They made their point by grossing out the customers with signs that no one wants to see going into or out of a restaurant.
Supporters of legislation that would require restaurants to give their workers paid sick time rallied in front of a Bridgeport McDonalds on Mar.31, with a graphic message.
Members of Everybody Benefits.org stood outside on Fairfield Avenue, spreading the message of "no more coughing in our coffee" and "no more pink eye in our french fries," just two of the several descriptive ways of making their point -- that paid sick days are all about public health.
"Over 400,000 workers in Connecticut don't get a single paid sick day all year long. There are people who work in food service, they work in nursing homes, they drive school buses. They're exactly the kind of people we don't want going to work sick and spreading their illness," says Lindsay Farrell of Connecticut Working Families.
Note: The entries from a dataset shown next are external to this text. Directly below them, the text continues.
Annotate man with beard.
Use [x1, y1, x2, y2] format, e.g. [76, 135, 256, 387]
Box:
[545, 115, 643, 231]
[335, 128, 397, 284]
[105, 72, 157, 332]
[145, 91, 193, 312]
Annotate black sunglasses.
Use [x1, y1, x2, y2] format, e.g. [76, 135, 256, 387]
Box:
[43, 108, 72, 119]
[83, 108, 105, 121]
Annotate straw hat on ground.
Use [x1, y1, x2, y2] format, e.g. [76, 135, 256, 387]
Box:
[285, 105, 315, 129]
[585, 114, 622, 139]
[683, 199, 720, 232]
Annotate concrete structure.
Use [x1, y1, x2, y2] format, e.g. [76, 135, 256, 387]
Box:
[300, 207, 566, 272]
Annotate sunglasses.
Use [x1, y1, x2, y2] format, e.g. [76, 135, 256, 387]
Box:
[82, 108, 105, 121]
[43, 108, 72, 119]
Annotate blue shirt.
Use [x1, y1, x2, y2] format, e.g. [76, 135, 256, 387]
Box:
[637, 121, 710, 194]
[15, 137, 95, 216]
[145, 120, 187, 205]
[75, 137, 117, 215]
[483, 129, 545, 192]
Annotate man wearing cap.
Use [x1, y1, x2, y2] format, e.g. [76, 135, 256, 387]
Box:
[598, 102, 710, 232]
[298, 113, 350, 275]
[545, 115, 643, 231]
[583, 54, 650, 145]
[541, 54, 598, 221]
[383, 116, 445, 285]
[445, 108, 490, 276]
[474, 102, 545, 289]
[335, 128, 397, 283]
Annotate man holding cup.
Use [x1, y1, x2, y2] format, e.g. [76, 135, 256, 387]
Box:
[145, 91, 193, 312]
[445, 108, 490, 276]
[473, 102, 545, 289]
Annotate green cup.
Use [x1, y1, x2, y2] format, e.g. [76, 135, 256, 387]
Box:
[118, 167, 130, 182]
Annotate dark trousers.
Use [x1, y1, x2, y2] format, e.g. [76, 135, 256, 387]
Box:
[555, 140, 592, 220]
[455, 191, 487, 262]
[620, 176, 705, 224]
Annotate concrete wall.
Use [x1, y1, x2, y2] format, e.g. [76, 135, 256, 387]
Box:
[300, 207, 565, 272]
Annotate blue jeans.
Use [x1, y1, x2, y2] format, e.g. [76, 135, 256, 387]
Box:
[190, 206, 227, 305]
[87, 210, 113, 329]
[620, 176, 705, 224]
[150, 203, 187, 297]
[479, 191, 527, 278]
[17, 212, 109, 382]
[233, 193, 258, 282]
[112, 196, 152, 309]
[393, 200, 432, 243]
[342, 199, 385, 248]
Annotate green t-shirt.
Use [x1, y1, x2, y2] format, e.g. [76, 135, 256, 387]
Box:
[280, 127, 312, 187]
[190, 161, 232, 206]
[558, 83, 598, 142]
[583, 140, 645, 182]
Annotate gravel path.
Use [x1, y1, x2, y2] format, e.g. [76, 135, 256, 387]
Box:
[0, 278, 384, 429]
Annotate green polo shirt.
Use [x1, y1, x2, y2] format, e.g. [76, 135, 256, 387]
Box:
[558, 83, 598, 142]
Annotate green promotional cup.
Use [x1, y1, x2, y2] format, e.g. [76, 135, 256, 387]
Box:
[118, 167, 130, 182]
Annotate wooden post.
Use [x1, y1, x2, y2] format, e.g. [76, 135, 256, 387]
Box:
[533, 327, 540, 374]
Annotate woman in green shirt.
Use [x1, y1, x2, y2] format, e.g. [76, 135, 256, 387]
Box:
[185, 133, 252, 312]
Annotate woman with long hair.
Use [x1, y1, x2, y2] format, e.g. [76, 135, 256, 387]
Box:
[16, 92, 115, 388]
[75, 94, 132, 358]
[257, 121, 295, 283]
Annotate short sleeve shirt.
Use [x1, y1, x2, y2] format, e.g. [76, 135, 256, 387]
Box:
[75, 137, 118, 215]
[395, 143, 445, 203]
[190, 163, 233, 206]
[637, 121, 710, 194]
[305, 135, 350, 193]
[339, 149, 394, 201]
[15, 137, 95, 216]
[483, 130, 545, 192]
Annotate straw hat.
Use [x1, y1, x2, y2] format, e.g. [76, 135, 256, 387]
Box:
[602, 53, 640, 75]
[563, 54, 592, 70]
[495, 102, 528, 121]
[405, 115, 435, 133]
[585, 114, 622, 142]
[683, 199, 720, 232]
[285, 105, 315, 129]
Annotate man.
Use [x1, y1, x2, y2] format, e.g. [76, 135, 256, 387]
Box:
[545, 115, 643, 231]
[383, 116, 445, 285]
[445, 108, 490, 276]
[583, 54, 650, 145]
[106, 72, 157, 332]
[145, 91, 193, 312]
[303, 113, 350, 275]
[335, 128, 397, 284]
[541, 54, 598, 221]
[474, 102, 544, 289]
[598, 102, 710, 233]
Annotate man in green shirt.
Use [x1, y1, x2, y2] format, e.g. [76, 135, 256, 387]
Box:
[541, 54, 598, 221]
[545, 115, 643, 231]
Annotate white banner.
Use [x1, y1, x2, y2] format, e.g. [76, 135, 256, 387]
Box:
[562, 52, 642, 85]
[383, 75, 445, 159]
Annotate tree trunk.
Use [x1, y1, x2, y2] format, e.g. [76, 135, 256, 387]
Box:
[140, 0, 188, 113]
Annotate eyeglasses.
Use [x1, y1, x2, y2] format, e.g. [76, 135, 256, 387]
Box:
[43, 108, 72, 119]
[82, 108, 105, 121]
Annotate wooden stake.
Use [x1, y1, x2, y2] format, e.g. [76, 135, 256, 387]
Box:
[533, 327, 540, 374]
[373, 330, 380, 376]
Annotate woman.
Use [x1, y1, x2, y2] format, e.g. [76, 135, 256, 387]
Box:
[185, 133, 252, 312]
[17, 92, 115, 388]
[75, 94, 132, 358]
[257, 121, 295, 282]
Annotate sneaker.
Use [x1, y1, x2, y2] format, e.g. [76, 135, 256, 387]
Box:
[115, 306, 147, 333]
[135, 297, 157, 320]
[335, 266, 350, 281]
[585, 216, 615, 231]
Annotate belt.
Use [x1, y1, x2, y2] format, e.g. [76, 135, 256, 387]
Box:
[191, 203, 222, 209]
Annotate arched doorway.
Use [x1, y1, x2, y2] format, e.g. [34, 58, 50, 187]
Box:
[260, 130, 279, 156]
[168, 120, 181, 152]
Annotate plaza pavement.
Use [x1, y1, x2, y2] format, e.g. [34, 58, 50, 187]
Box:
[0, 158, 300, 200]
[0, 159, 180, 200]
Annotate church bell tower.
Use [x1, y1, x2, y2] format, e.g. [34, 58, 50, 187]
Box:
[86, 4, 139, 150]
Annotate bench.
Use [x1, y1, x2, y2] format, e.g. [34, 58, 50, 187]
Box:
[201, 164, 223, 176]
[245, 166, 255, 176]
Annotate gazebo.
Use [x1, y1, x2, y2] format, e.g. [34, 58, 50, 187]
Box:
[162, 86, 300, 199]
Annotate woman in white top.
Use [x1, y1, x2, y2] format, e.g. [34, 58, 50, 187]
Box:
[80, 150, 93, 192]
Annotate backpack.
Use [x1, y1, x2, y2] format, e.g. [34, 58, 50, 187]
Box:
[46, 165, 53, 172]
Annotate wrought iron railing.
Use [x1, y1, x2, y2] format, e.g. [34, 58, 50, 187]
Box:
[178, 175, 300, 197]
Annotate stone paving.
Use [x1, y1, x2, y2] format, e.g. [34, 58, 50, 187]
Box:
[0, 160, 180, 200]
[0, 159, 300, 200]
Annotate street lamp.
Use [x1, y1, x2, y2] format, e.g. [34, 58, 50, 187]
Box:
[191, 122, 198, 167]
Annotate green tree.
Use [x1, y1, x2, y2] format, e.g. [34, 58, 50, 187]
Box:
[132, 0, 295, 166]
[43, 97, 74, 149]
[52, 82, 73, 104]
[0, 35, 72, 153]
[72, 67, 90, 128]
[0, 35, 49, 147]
The Connecticut Restaurant Association opposes the legislation, saying it's too expensive, because restaurants are a "right now service business." Restaurant owners would have to double pay for a shift, both for a sick worker, and to bring in a replacement.
Those who rallied say workers should not have to choose between their job and their health.
"I can't tell you how many times I've seen our children in schools who are ill, who should be at home or in the care of a physician, but their parent can't make the right choice, which is to stay home with their child when they're sick, because that parent has financial obligations, or is concerned about losing their job," says Maria Periera of the Bridgeport Board of Education.
The National Restaurant Association has issued statements on this legislation saying restaurant owners can't afford any more government mandates.